Dois dias antes, o New York Times (NYT) publicou um artigo intitulado A new mayor brings hope for a populist arts revival.
Fiquei curiosa. O jornal referia que o novo presidente tem uma marca populista
e que, considerando os seus hábitos culturais e artísticos, pode esperar-se que
o seu interesse recaia numa parte da vida cultural da cidade bastante diferente
daquela que mais atraía o seu antecessor, Michael Bloomberg. Mais
concretamente, o NYT dizia que o novo presidente nunca foi visto no Lincoln
Center e que a sua família raramente visita os grandes museus de arte da
cidade. Pelo contrário, são muitas vezes vistos em pequenas galerias e museus
nos bairros. Chirlane McCray frequenta sessões de leitura, foi membro do júri
de concursos de poesia e promoveu, no dia da tomada de posse do seu marido, a
leitura de um poema de um jovem poeta. A comissão de transição de De Blasio (ou
seja, as pessoas que o ajudarão a escolher a sua equipa) inclui peritos ligados
ao Public Theatre, ao Brooklyn Museum, à Brooklyn Academy of Music, assim como
o director do Studio Museum in Harlem.
Poucos dias depois, o portal Hyperallergic publicava um
artigo de Mostafa Heddaya, De Blasio and the mythology of a new arts populism.
Heddaya comentava as considerações do NYT, mas concluía que, no final de
contas, os interesses culturais do novo presidente e da sua esposa são pouco
relevantes, tal como o eram os do seu antecessor. Heddaya partilha com outros
comentadores, que refere no seu texto, a preocupação pela forma como o novo
executivo poderá vir a apoiar as artes, de forma construtiva e justa, e,
também, como poderá conseguir mecenato para compensar o apoio que o anterior
presidente Bloomberg garantia a certas instituições culturais da cidade
investindo os seus próprios milhões.
Problemas
de financiamento e problemas permanentes com a falta de políticas culturais
construtivas e justas. Nova Iorque não parece estar a enfrentar uma situação
muito diferente daquela de outras cidades. No entanto, e para além desta
discussão, fiquei a pensar em dois outros pontos: no facto dos gostos do novo
presidente serem considerados “populistas” pelo NYT (haverá aqui um significado
da palavra que eu desconheça?); mas, sobretudo, o facto destes mesmos gostos e
hábitos serem um assunto discutido publicamente, nos jornais e nos blogs.
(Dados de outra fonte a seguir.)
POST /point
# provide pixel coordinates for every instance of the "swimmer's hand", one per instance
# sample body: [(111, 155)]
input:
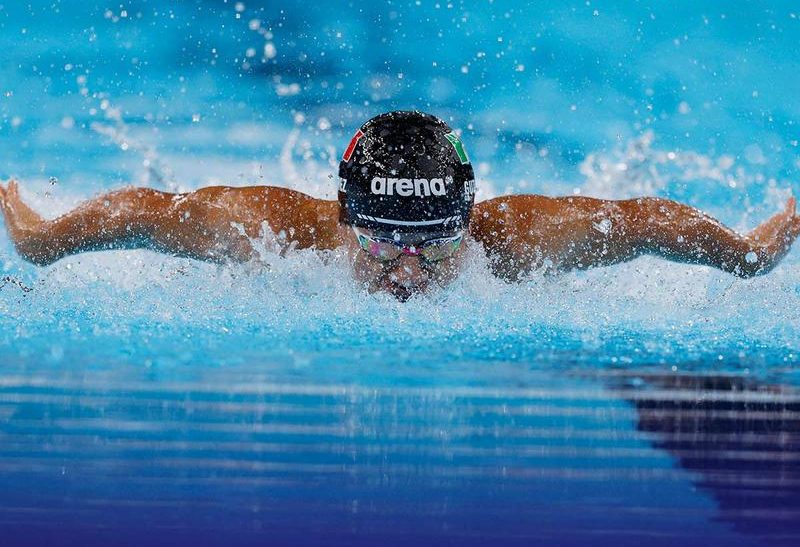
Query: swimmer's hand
[(773, 238), (23, 223)]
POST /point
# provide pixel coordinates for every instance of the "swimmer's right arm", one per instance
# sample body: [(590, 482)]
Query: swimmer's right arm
[(215, 223)]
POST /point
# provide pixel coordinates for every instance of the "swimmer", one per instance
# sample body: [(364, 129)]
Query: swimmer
[(405, 216)]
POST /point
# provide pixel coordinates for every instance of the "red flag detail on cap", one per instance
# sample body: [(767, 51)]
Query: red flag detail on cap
[(352, 146)]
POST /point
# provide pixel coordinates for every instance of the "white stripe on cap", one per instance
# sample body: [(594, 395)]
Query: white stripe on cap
[(408, 222)]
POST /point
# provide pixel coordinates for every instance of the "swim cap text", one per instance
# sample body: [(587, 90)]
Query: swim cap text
[(386, 186)]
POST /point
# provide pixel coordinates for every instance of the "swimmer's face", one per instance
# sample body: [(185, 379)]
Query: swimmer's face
[(406, 274)]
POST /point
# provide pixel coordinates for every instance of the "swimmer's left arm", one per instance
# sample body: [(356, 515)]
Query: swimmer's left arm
[(525, 232)]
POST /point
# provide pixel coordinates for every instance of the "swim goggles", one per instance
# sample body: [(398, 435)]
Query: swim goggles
[(386, 249)]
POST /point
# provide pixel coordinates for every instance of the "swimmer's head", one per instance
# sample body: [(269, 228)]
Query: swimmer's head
[(406, 173), (406, 189)]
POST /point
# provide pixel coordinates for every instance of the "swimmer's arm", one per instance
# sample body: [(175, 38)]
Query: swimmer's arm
[(215, 224), (525, 232)]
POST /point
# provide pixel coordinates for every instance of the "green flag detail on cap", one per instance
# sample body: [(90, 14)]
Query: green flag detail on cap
[(458, 145)]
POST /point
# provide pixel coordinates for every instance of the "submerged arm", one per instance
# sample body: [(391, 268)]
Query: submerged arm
[(521, 233), (215, 223)]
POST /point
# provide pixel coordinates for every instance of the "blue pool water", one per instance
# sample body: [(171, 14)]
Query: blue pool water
[(153, 399)]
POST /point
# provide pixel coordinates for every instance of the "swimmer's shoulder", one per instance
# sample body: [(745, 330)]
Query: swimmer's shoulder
[(309, 221), (496, 215)]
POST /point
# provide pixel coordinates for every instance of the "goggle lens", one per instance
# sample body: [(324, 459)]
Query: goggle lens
[(432, 250)]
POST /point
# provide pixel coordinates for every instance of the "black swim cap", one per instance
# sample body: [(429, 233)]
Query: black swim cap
[(406, 172)]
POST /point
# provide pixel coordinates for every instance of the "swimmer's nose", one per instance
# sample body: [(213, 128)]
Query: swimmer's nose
[(408, 273)]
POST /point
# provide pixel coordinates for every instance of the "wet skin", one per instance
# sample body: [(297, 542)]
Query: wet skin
[(518, 233)]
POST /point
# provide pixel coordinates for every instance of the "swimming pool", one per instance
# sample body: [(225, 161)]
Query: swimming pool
[(147, 398)]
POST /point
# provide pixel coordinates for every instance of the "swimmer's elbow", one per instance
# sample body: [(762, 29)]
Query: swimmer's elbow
[(37, 250)]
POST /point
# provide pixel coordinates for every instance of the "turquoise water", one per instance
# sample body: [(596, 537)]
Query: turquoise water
[(151, 398)]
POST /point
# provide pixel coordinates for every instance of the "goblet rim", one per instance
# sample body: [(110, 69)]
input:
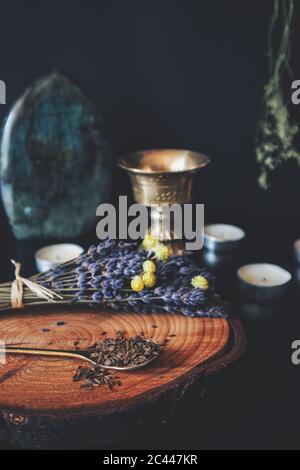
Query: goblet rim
[(124, 161)]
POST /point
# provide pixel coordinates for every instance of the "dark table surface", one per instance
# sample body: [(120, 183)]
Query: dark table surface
[(255, 403)]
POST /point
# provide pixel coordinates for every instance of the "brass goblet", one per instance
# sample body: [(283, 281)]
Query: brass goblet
[(163, 177)]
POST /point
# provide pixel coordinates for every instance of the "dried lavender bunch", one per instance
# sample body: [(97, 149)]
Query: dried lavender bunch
[(124, 275), (277, 132)]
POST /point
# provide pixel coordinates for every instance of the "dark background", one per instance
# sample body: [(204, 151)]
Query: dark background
[(164, 73), (185, 74)]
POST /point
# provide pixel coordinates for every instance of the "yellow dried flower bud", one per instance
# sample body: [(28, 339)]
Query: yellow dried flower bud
[(149, 242), (200, 281), (137, 284), (149, 266), (149, 279), (162, 252)]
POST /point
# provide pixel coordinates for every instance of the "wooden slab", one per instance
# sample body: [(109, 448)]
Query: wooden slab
[(39, 391)]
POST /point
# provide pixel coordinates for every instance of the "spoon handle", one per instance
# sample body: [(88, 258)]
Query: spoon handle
[(44, 352)]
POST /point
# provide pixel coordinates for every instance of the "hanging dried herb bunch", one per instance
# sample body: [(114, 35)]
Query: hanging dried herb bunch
[(275, 142)]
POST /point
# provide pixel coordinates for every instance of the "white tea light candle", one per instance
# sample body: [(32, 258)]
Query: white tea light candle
[(222, 237), (297, 250), (49, 256), (263, 281)]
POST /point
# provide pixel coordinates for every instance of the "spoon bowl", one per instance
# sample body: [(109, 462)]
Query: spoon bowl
[(75, 354)]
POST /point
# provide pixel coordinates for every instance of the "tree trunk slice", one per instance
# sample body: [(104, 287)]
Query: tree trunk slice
[(41, 406)]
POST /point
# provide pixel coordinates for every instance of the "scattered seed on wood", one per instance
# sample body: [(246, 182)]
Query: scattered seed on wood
[(95, 376), (122, 351)]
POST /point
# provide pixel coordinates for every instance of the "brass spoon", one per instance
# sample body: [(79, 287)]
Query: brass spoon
[(83, 355)]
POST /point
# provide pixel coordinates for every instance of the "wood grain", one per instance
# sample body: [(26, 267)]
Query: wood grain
[(38, 392)]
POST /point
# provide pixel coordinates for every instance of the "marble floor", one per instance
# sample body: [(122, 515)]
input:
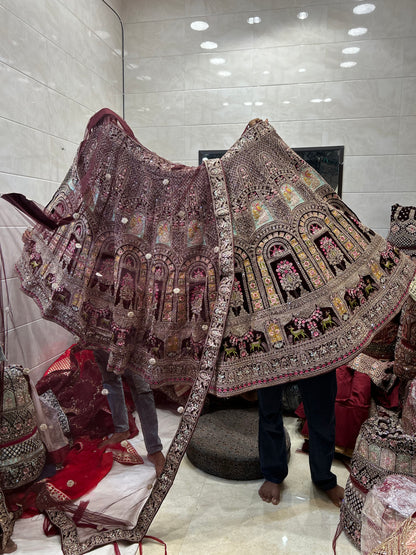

Conheço pouco ou nada sobre os hábitos culturais dos homens e das mulheres que
nos governam. Raramente este é um assunto entre nós, antes ou depois das
eleições. E raramente me cruzei com eles, com os que nos governam, quer nos
sítios onde trabalhei quer nos espaços que frequento, a não ser em momentos em
que a sua presença era exigida pelo protocolo. (Há algumas ilustres excepções,
poucas, as mesmas que compram bilhete ao invés de reclamarem convites.)
Fiquei com isto na cabeça, fiquei a pensar se importa saber
que livros é que os nossos políticos lêem, que peças de teatro têm visto, que
música ouvem, quais foram os seus filmes preferidos em 2013. Um outro
acontecimento nos EUA lembrou-me novamente desta questão.
Imagem: Witness Against Torture (retirada do Flickr) |
No dia 11 de Janeiro, dia do 12º aniversário da abertura de
Guantánamo, activistas do grupo Witness Against Torture realizaram um protesto no National Museum of American History em
Washington (ver aqui). Usando os característicos fatos laranja e capuzes pretos, ficaram em posição
de detenção perto da entrada do museu. Outros fizeram um discurso, pedindo a
Barak Obama para libertar os restantes 155 presos e fechar o campo. Mais tarde,
dirigiram-se à sala da exposição “The price of freedom: Americans at war”,
assumiram as mesmas posições de detenção e exibiram cartazes que diziam “Are
these the price of freedom?” ou “Civil liberty?”.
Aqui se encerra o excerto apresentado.